(1.) This Rule was issued at the instance of a person on whose complaint the sessions case was started. The case was tried by the learned Additional Sessions Judge, 3rd Extra Court of 24-Parganas, leading to a majority verdict of not guilty by the Jury, accepted by the learned Judge, and ended in an acquittal of all the accused opposite parties. The Rule was issued by my learned brother P. N. Mookerjee, J. against this acquittal though the local Government has not filed any appeal.
(2.) As during the argument it appears that there is a good deal of confusion as regards the scope of a motion against an acquittal in a criminal case by the Court of Sessions, which might have perhaps resulted in further harassment of accused persons having to appear in this Court to defend themselves after they had defended themselves and spent money in the Magistrate's Court and the Sessions Court, I think it desirable that a few things must be printed out which are well established by uniform Court decisions not only of this High Court, but of other High Courts and which has received the fiat of the Judicial Committee of the Privy Council.
(3.) An acquittal must not be lightly disturbed because there may be a few i's not dotted or t's not cut, a Rule must not be issued in order to put the accused persons into further trouble except on strong grounds. There is a provision for appeal by the local Government in the Code of Criminal Procedure itself and matters of fact which can be well agitated by means of an appeal are not proper subject matter for interference by way of revision.
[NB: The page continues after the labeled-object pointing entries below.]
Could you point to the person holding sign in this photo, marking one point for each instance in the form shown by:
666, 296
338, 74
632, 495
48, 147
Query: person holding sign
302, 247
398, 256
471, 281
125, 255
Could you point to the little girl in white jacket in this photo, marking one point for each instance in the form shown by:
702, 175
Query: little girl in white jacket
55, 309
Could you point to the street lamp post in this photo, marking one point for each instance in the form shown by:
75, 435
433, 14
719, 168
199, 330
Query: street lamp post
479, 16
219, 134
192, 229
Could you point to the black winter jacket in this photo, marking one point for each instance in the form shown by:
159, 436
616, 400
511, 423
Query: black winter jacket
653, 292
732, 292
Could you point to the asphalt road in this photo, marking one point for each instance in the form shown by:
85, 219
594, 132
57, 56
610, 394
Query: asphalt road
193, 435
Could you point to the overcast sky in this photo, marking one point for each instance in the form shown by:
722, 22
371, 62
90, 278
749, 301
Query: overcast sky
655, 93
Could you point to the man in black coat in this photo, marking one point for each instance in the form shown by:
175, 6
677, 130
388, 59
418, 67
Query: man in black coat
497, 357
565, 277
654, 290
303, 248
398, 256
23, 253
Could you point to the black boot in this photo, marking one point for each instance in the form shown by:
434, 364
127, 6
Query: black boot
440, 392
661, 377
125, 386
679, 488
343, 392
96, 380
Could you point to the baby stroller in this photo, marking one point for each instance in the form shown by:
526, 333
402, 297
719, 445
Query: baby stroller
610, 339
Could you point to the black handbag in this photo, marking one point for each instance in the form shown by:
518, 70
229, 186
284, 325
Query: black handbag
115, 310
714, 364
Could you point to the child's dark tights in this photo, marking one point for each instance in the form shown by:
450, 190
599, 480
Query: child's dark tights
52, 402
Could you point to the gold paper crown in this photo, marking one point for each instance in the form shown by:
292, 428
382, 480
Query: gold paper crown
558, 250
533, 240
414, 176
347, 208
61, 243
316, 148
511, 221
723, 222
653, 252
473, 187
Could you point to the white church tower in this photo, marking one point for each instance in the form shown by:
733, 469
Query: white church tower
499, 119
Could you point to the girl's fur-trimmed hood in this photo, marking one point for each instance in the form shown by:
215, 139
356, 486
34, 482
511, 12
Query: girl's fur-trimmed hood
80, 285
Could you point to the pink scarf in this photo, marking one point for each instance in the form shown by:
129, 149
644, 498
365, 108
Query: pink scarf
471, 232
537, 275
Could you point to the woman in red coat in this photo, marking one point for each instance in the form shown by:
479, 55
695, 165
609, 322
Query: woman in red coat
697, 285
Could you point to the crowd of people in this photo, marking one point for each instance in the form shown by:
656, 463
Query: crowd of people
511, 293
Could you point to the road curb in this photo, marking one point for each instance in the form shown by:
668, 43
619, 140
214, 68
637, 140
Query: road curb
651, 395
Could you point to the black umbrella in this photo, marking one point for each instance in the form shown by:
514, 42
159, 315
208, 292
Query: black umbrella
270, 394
Secondly, it is only under very exceptional circumstances that the verdict of an acquittal by a Jury is interfered with by the High Court, even when there is an appeal by the local Government. This should be remembered when Rules are issued in such cases. It should also be remembered that even in the case of an appeal against a conviction, in a trial by the Judge and Jury, mere misdirection would not result in any interference with the verdict of the Jury accepted by the Judge, and the Court of appeal must further come definitely to the conclusion that in fact there has been caused a failure of justice. It is not sufficient that it has tended or might have tended to cause a failure of justice. The Judicial Committee has made this quite clear now that it must be in fact an actual failure of justice which the appellate Court must be prepared to find before it will interfere, even in an appeal, with the verdict of the Jury. If the present revision petition be tested by any of the well established propositions which I have pointed out, it would be seen that there is nothing for which the revision petition deserved to be succeed.